COLUMBIA, S.C. - A study released Wednesday by AARP shows a majority of South Carolinians are caring for an elderly family member or loved one or have in the past. It also found that 3 out of 4 people favor spending more state money on services that allow seniors to live in their own homes.

Lt. Gov. Glenn McConnell, who heads the state’s Office on Aging, says home and community-based care is anywhere from 20 to 40 times cheaper than putting a senior citizen in a nursing home.

"There are 770,000 family members across this state right now giving care to loved ones, for which they are not being paid.
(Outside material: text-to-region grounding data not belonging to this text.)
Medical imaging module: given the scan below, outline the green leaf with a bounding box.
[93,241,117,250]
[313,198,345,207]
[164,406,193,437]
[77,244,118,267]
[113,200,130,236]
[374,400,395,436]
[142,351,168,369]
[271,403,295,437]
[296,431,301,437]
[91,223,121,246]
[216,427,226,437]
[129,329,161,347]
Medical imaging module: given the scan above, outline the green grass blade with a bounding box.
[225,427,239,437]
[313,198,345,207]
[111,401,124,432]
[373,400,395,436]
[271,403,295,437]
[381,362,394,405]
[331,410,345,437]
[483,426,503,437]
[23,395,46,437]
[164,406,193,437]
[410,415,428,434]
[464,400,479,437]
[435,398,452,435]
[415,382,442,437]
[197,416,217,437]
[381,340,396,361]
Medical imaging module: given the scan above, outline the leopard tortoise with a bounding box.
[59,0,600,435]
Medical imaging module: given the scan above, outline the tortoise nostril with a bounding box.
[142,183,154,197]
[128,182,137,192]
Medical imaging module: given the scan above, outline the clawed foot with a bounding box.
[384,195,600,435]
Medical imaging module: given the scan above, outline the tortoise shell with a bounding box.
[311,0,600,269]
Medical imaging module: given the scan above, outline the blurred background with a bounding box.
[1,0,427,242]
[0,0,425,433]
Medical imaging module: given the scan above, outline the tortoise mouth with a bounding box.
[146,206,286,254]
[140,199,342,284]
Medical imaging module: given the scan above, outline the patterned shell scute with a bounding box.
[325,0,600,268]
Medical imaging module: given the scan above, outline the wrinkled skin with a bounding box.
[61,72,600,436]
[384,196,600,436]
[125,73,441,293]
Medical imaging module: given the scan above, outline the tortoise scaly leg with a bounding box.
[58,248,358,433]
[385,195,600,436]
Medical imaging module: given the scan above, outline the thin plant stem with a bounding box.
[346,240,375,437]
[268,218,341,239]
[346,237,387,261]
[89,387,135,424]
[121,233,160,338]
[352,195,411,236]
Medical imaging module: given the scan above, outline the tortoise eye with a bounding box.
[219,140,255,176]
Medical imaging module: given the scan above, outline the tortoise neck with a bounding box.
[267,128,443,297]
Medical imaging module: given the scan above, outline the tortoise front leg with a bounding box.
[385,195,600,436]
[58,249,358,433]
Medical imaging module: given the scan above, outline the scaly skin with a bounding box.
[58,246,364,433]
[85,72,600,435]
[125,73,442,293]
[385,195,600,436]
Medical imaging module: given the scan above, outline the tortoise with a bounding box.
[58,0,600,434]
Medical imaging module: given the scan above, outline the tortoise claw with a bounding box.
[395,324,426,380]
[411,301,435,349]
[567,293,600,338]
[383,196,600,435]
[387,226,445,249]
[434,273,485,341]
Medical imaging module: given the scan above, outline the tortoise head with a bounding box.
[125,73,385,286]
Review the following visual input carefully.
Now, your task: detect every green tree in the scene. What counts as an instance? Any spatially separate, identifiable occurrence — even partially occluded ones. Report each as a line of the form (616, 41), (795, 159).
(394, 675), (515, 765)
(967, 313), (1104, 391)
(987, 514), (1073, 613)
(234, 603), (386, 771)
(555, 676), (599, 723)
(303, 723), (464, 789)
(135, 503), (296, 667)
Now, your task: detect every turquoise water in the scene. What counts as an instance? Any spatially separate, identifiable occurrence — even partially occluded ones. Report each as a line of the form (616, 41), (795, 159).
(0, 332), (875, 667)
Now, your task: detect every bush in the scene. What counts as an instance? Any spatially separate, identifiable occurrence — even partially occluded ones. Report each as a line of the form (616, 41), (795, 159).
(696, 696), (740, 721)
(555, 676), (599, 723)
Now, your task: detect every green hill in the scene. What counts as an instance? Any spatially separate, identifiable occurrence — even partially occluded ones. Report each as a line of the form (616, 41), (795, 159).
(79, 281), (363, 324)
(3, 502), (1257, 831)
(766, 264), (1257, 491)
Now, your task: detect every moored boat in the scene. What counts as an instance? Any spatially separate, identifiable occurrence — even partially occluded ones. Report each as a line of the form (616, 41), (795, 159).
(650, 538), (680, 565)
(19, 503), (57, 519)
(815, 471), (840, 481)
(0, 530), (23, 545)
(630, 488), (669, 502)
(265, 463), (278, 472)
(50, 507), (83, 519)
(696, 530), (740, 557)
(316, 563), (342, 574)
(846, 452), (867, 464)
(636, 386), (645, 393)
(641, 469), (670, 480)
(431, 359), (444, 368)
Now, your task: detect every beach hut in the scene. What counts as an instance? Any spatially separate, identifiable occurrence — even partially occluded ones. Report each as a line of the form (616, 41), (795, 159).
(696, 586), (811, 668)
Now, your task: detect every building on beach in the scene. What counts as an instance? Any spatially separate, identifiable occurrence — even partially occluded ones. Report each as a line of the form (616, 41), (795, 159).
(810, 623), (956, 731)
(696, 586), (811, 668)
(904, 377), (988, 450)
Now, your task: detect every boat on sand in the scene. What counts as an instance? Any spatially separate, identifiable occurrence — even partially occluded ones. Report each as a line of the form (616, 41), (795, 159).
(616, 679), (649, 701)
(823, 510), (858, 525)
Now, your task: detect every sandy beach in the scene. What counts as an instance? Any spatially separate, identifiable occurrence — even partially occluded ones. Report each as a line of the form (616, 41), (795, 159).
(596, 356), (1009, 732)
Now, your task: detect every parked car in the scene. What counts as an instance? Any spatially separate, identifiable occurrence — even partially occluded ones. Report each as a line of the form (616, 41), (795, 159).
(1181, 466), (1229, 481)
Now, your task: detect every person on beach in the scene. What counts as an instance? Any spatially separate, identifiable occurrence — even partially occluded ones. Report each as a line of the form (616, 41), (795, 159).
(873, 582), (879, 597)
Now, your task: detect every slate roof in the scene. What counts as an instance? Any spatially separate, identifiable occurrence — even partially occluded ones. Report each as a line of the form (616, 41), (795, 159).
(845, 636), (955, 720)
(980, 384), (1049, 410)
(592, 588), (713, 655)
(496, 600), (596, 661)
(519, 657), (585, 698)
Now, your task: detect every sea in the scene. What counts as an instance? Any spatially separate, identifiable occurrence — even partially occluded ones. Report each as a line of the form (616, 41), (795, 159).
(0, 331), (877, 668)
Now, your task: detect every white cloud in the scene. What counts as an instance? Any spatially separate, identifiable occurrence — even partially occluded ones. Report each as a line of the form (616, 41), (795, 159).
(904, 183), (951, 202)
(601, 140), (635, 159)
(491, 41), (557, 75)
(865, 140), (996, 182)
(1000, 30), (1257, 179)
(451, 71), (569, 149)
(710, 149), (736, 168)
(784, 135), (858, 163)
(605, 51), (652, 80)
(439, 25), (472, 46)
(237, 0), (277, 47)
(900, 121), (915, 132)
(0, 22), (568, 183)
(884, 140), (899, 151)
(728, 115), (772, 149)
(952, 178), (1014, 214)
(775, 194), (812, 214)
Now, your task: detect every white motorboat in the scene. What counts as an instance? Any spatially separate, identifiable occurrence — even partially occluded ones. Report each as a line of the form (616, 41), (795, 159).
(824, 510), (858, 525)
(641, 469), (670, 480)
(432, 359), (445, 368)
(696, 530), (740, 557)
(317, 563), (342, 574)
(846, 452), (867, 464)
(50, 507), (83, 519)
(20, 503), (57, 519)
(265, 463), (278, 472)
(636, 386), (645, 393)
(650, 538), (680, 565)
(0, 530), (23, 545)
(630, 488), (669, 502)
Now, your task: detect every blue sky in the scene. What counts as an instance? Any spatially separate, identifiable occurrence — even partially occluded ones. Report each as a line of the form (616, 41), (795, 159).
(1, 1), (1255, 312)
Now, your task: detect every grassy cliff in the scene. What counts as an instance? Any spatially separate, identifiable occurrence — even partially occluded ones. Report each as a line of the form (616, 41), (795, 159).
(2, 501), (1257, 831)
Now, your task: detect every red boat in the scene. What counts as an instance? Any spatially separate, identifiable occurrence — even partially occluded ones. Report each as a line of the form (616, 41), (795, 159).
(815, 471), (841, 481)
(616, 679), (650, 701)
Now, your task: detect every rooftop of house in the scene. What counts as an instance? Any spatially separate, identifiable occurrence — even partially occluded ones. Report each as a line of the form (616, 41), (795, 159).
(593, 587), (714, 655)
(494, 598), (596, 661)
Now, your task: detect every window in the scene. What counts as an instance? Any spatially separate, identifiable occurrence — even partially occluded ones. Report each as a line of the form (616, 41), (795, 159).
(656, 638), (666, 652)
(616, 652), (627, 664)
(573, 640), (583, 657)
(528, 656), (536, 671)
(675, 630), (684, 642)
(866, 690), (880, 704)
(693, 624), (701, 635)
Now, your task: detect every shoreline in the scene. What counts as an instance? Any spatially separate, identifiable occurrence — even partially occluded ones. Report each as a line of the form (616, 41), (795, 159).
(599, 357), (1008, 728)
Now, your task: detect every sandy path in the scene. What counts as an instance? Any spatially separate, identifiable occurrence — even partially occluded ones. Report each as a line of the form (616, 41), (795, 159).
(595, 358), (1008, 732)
If they gave up and quit, it would cost, and these folks got institutionalized, it would cost almost $7 billion," he says.
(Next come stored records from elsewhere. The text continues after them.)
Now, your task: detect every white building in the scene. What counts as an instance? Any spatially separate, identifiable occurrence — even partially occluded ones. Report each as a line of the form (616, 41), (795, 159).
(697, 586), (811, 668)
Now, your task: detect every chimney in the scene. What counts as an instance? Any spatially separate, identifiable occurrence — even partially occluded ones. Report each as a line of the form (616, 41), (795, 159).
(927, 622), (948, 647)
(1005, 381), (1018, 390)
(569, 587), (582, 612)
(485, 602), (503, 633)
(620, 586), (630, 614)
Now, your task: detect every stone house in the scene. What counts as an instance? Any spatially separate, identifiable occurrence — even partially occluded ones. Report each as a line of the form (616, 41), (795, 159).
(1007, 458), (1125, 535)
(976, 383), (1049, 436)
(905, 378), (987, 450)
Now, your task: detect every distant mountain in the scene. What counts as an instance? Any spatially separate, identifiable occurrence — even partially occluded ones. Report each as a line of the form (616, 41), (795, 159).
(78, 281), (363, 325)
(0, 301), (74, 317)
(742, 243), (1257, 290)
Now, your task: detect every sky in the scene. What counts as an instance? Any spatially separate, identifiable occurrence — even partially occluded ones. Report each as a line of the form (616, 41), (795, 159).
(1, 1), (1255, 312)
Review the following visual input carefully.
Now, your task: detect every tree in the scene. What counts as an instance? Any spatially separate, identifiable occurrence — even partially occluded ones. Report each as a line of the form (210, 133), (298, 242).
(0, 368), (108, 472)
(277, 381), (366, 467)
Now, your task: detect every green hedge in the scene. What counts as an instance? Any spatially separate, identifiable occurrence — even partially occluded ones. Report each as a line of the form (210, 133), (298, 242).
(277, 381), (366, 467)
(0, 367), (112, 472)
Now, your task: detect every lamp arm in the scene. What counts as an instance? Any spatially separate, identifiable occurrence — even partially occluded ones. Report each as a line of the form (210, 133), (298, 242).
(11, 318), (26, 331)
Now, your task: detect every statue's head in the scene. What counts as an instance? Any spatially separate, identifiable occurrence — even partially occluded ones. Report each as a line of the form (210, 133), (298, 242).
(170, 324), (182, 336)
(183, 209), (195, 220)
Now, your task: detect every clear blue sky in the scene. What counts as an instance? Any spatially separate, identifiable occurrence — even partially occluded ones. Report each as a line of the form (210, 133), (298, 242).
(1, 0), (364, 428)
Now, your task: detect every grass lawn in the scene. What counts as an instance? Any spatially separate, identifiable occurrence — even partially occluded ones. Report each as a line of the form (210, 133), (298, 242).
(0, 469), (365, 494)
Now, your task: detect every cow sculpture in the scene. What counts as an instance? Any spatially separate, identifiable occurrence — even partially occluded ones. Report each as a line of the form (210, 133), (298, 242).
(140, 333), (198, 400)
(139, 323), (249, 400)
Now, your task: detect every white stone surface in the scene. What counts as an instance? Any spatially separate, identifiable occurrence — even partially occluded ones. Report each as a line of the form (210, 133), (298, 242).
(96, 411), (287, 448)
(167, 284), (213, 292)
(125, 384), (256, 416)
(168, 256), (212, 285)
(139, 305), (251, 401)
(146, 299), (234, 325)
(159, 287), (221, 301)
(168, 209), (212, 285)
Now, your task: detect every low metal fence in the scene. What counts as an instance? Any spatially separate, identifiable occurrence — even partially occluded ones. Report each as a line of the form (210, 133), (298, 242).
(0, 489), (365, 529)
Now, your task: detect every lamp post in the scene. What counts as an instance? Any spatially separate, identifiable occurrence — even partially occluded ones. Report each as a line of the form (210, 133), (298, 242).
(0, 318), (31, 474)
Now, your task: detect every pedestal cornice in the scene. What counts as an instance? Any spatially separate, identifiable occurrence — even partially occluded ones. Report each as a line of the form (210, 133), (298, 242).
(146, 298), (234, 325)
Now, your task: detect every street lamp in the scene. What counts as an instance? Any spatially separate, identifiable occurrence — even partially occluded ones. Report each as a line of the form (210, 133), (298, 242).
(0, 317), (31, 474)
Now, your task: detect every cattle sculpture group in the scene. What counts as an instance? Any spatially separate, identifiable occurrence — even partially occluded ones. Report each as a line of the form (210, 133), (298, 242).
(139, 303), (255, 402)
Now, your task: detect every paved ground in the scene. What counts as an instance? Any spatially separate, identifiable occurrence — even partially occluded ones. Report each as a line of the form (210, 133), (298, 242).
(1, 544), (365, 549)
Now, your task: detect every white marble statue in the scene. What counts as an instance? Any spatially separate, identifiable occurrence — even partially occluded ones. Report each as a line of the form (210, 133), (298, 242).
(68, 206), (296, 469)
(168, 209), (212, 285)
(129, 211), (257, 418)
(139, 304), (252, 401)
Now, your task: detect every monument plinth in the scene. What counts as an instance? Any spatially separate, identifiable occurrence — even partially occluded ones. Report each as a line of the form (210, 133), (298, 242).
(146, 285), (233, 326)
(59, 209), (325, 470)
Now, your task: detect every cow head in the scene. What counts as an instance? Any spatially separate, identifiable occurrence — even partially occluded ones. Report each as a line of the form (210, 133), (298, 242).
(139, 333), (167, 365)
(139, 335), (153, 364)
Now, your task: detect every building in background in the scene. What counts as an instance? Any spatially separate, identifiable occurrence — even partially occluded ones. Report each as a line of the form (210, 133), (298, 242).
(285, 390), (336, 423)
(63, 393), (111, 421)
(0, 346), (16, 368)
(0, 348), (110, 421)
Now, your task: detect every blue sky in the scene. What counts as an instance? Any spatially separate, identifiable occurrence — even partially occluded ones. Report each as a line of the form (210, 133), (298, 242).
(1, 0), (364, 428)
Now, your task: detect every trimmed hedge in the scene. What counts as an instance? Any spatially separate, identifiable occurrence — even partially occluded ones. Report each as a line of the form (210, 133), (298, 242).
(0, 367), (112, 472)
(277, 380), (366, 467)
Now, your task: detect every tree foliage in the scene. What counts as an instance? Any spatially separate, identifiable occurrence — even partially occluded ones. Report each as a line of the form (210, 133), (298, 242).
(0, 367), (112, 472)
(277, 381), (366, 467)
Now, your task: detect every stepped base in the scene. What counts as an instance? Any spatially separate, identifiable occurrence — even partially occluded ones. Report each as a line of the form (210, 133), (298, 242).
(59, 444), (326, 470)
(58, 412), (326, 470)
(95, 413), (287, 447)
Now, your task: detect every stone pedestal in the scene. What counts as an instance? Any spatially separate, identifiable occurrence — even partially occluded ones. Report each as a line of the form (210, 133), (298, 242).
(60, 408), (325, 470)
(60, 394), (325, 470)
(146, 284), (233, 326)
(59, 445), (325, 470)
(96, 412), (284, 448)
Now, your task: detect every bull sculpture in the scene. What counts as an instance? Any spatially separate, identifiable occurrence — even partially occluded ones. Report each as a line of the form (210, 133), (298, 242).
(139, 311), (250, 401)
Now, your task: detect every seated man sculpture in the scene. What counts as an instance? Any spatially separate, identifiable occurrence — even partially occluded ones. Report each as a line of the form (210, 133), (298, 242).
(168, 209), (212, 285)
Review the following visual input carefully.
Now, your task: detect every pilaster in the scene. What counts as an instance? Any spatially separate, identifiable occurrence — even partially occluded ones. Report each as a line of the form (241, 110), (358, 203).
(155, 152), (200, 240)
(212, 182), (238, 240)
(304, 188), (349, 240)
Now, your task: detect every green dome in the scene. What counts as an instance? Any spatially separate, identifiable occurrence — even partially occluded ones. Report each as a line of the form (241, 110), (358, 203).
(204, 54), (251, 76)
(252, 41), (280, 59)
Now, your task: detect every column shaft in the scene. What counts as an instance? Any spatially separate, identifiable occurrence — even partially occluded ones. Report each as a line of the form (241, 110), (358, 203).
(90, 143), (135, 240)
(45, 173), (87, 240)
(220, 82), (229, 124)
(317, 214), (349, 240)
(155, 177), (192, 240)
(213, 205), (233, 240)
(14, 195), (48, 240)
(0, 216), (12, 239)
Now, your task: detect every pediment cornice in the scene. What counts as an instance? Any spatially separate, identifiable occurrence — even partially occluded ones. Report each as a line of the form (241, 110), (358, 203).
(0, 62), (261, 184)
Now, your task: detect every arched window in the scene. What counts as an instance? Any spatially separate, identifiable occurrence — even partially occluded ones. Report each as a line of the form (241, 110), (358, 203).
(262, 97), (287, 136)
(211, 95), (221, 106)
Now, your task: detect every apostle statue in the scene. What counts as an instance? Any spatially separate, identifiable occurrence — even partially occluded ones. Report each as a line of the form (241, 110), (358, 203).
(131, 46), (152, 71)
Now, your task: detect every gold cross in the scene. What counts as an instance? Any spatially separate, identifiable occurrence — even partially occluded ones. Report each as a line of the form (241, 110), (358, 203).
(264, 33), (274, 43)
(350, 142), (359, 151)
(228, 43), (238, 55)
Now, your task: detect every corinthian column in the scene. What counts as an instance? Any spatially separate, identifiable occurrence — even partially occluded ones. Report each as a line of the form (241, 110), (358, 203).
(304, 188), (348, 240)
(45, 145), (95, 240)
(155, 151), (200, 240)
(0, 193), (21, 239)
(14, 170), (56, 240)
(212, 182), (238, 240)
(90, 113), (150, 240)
The study found that 79 percent say information about what resources are available to help caregivers would be very or somewhat helpful. 77 percent say assistance with household chores would be very or somewhat helpful, and 75 percent say that about respite care, or breaks from caregiving.

Dennis Bell of Columbia and his sister take care of their 89-year-old aunt, who has Alzheimer’s. He says respite care would be extremely helpful. "It's very important for us because we end up getting burned out. We're here with her 24/7. Right now, we cannot leave her alone for no period of time,” he says. He’s had to cancel his own doctor’s appointments and miss work because he can’t find someone else to take care of his aunt.

Lt. Gov. McConnell says the House’s version of the state budget right now includes $5 million for home and community-based care and respite services. He hopes that stays in as it moves through the process.

While 55 percent of people in the study say they have cared for an elderly loved in the past or are currently doing it, 53 percent say it’s very likely they’ll become caregivers in the next five years. The state’s senior population is expected to double by the year 2028.